At some point, the heads of the very highly valued AI companies are going to have to start making the case that the technology is not only exciting but truly valuable, too. ChatGPT may well be revolutionary, but now every big company has caught up, and the technology underpinning it is basically transferable. For years, those companies have been able to operate amid a kind of vague hype, but the boom may falter when the real questions start coming in. The real trick to successfully investing in the AI boom is going to be about anticipating exactly when that will happen.

This has been much of the story of this decade. When Covid-19 kept us at home and some people received large checks, it made for a perfect storm of betting on the future; with capital and less reason to think about society or the people in it, many people spent a lot of time trying to outsmart everyone else in the financial markets. Add to that the suspicion of authority, the fraying of the communities that have kept us from loneliness, and an increasing sense that the current state of things can’t hold for long, and it means that everyone is both terrified and desperate for the next thing.

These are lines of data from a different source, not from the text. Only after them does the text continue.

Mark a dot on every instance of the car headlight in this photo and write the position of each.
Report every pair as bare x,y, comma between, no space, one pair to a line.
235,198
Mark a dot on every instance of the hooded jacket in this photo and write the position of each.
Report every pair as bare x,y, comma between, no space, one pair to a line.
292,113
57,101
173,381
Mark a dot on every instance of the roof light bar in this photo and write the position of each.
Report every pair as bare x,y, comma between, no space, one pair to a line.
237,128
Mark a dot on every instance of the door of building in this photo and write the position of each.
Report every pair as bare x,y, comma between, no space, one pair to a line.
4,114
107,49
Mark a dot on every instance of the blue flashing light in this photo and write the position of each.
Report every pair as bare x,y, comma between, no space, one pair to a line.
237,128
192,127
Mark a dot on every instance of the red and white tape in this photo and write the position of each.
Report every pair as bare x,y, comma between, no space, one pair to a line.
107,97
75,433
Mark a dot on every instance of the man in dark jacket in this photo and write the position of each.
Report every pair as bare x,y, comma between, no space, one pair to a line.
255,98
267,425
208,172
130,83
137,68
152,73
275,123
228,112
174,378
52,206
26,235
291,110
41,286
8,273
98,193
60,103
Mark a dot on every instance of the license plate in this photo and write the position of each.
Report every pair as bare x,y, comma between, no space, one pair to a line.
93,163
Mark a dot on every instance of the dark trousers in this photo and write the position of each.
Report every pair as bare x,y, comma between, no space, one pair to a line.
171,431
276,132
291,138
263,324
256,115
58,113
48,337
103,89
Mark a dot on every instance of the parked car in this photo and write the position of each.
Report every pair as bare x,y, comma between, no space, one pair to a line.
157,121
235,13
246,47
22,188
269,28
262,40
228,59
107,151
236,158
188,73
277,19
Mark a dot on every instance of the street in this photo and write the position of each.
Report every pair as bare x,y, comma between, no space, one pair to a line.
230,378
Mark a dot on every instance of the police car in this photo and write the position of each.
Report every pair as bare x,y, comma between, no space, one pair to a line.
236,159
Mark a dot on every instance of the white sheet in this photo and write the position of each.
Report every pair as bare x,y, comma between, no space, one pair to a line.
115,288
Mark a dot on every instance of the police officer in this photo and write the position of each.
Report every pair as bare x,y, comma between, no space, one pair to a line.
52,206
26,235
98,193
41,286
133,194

Or they’re desperate, perhaps, to be the one who spots the next thing coming. What brings all those big trends of this decade together – cryptocurrencies, NFTs, augmented reality, frenzied stock trading on Nvidia and Tesla and others, and now AI – is that they feel energised not by excitement about what is about to happen but by the terror of being late to it. And when vibes and hype underpin so much of what counts as the future, it feels both concerning and completely natural that global markets would be derailed by a chatbot that was just a little more brusque than usual.